With the 40th anniversary of the historic win on Feb. 22, Eruzione joined WFAN's Maggie Gray and Marc Malusis. 

"I remember I called home after we beat the Soviets and my sister started screaming on the other end of the phone. I said, 'Obviously you're having a party, I'll call back' and I hung up," Eruzione said. "That's all we knew about it other than family, friends and people in Lake Placid. It wasn't until after the Olympic games that we got out to the countryside and went 'wow, this thing was huge.' Forty years later, I still get tons of letters in the mail, tons of people asking me questions ... but we never thought it would have the legs that it had."

The United States' journey to the gold was adapted into the 2004 film "Miracle," which grossed $64.5 million at the box office. In one of the iconic scenes from the film, Herb Brooks, played by Kurt Russell, forced his team to participate in a rigorous post-game practice. The inspirational scene ended with Eruzione, played by Patrick O'Brien Demsey, declaring he plays for the United States of America. 

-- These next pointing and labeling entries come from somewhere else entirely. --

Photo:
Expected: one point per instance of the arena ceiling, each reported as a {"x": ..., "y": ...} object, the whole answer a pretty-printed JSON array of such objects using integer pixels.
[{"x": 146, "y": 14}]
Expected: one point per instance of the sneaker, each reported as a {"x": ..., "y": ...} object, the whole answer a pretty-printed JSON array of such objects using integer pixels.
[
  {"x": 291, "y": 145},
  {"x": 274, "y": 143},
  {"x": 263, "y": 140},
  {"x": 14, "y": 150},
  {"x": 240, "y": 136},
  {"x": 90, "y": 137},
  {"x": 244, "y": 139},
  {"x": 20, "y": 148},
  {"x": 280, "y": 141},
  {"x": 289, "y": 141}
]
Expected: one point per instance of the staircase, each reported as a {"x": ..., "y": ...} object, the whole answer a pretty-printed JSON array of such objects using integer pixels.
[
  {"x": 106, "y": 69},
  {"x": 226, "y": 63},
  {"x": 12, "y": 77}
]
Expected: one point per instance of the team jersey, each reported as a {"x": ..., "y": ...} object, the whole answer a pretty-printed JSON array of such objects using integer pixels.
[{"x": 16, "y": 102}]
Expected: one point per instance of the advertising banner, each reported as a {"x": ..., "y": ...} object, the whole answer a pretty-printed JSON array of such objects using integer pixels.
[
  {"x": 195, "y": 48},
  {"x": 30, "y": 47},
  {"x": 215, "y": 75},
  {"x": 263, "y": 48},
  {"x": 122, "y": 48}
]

The Massachusetts native broke down what really happened that night, where Brooks' "wasn't happy" following the United States' meeting with Norway. 

"We got through shaking the Norwegian players hands and we started to skate off the ice," Eruzione recalled. "Next thing you know, we're at one end of the ice and we start to do drills called 'Herbies'. We did it in segments of five at a time and we did it in waves of three. We did it for about 15 minutes then he blew the whistle and we stretched. Then he blew it and we went back to the line and did them again. ... We did them for about an hour and 15 minutes after the game.

"How the drill actually ended was Mark Johnson smashed his stick against the glass," Eruzione added. "After a while, guys have been smashing their stick against the glass. After Mark smashed it against the glass, Herb said if I hear another stick break against the glass you'll skate until you die. Well nobody said a word and he finally blew the whistle. We went in the locker room and he said if you guys play this way again tomorrow, you're going to skate again. We won 8-0 the next day. The point was well taken."

Eruzione served as the United States' captain during the 1980 Olympic games. Sports Illustrated dubbed the monumental win over the USSR as the "greatest moment in sports history." 

"To us as a hockey team, it was an athletic event. But to people in this country, it was something we needed," Eruzione said. "We were able to get — kind of like showed the world, 'this is what makes our country so great.' Herb used to call us a lunch-pail, hard-hat group of guys. And I think people related to us. We were kids who came from working class families who respected the game of hockey, respected each other, respected the country that we lived in and the honor it was to represent your country and that's different than — when it's the Olympic games, it's a nation.

"So when we watch Michael Phelps or Eric Heiden, or Simone Biles compete, or the women's soccer team; we feel a part of it because they represent us," Eruzione said. "That's why I think our moment is still so special because what it meant to people for a lot of different reasons other than sports."